Traditional shading products don't serve these people. They require permanent external anchoring to the building facade (a non-starter for renters) and can cost thousands of pounds to install at height. They're typically made to measure or offered in a frustratingly limited range of sizes, and in many cases require planning permission, particularly in conservation areas. The result is that half of city dwellers are effectively excluded from the market before they've even started shopping.
There is a lot of chatter around the need to retrofit and adapt to climate change, yet we are left to choose between expensive shading products that are seemingly impossible to install, energy-intensive air conditioning units, or nothing at all!
Designing to democratise access to shade
Cue Shaded…
With a problem defined, and with personal experience renting an uncomfortably hot second-floor flat, I set out to design a product for the modern urbanite.

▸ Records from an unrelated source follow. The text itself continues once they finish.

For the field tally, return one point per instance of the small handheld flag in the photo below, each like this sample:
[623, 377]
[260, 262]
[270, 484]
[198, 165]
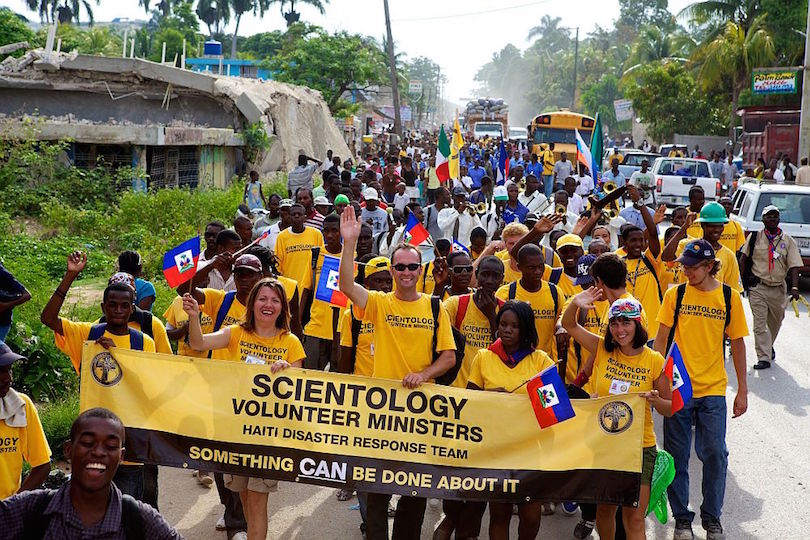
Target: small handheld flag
[549, 399]
[180, 263]
[675, 370]
[415, 232]
[327, 290]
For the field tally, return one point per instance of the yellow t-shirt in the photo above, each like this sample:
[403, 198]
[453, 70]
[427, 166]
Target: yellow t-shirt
[476, 329]
[545, 315]
[175, 316]
[323, 315]
[294, 252]
[489, 372]
[364, 359]
[403, 334]
[642, 284]
[18, 444]
[593, 323]
[213, 300]
[733, 236]
[702, 318]
[616, 373]
[729, 268]
[76, 333]
[247, 347]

The brief was simple: tool-free and renter-friendly, installed and removed from inside the room in minutes with no external anchors or drills. One-size-fits-all, because the windows in my living room are 1.2 meters wide but the one in my bedroom is only 1 meter - could the same product work for both? And science-led, meaning it had to actually result in a noticeable difference in internal room temperatures.
The sash window turned out to be the key to everything. Pull the top sash down to near eye level and you have a secure, accessible fixing point without ladders or scaffolding. A C-clamp on either end of the window does the job, and with a flat bar construction, the clamp arms double as the awning's support structure. Slide them to whatever width your window requires, fold the excess fabric neatly over, and you have a single product that fits almost any sash window.

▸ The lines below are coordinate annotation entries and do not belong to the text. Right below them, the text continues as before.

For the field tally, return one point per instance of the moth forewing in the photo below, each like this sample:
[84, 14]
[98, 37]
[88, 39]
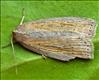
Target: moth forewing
[58, 38]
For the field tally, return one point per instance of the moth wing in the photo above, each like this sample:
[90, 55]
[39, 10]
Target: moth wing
[60, 47]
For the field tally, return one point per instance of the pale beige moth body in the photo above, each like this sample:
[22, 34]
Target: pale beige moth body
[59, 38]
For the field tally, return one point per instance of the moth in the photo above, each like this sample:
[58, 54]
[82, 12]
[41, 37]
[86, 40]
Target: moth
[62, 38]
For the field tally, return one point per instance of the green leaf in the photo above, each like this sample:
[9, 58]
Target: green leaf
[31, 66]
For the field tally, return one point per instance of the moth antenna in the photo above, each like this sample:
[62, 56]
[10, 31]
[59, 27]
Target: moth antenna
[22, 17]
[16, 71]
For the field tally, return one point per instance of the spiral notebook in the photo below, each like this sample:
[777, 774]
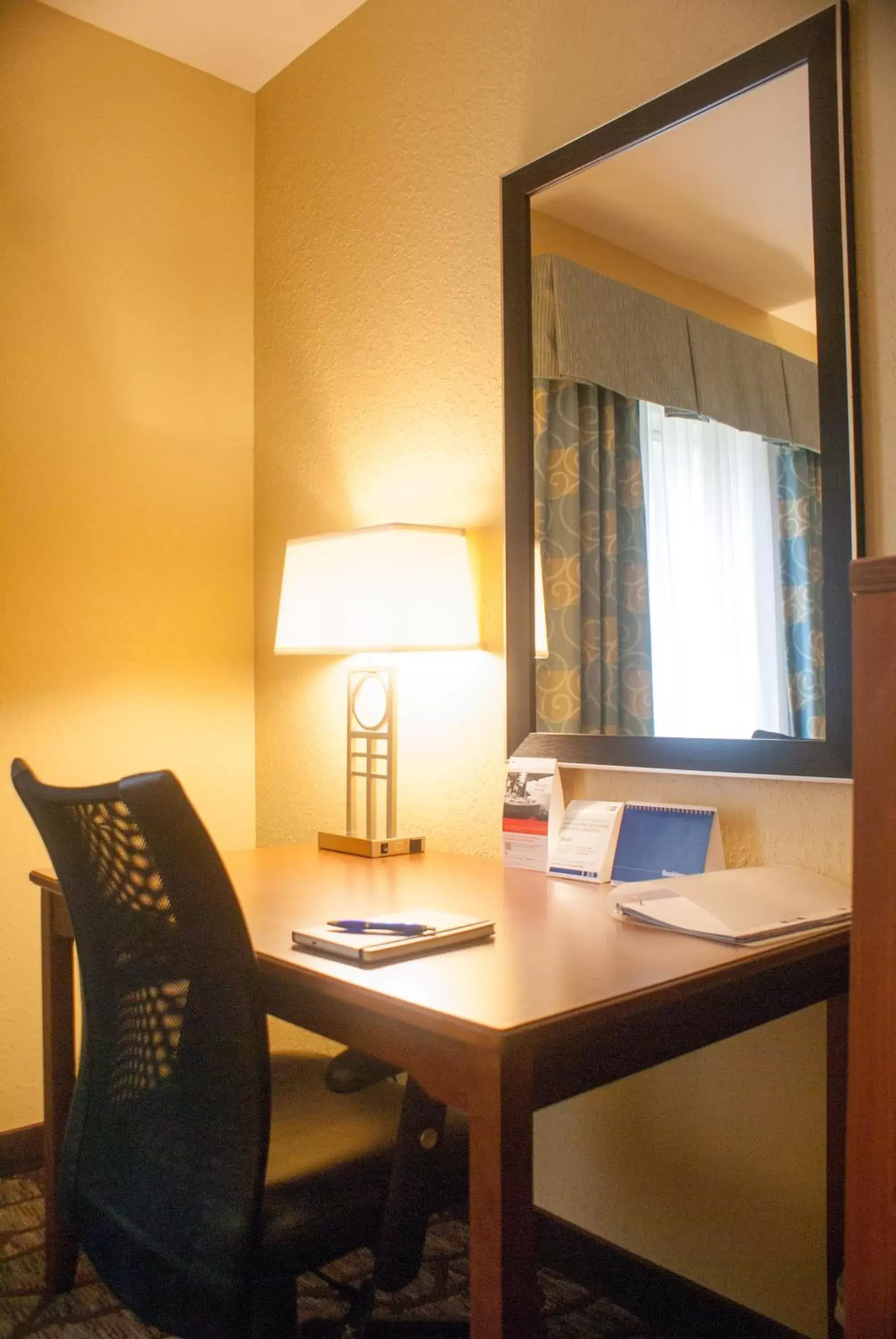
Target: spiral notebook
[664, 841]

Projection size was the final puzzle. Without the two lower fixing points of a traditional awning bracing back to the facade, a large canopy would put too much strain on the system, especially in wind. So I brought in the fine people of Climate Cartographics, who ran hundreds of simulations to find the sweet spot. For south-facing windows, meaningful solar gain reduction starts to plateau at around half a metre of projection. This set the projection length - effective enough to make a real difference, compact enough to preserve your daylight, your view, and match the wind resistance rating of other awnings on the market.

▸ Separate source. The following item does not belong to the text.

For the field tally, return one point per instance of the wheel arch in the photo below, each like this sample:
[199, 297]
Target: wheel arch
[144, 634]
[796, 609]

The sustainable choice in multiple senses
So what's actually on the table? When you line up every realistic option for keeping a home cool - other awnings, curtains, portable AC - the picture becomes clear quickly.
Curtains obstruct your view and ventilation, and as we've established, are fighting the battle in the wrong place entirely. Portable AC units cost hundreds of pounds upfront, then £3-5 every single day to run, and are loud, bulky, and quite literally pump heat back into the street while using massive amounts of energy from an already strained grid. Other awnings work on the same principle as Shaded, but require permanent external fixing, professional installation, and a budget north of £1,000.
At £89, Shaded undercuts every alternative - not by compromising, but by applying some imagination. No running costs. Silent. Flat-packs for storage. Preserves your view, your ventilation, and your deposit. And when a part gets lost or you want to refresh the fabric, you replace the part, not the product.
The case for awnings, and for passive cooling more broadly, has never been stronger. The UK is getting hotter. Our homes weren't built for it, and the solutions that exist are priced and designed for the few. Shade is ancient technology. It works everywhere else in the world. It can work here too. We just need products built for how people in this country actually live.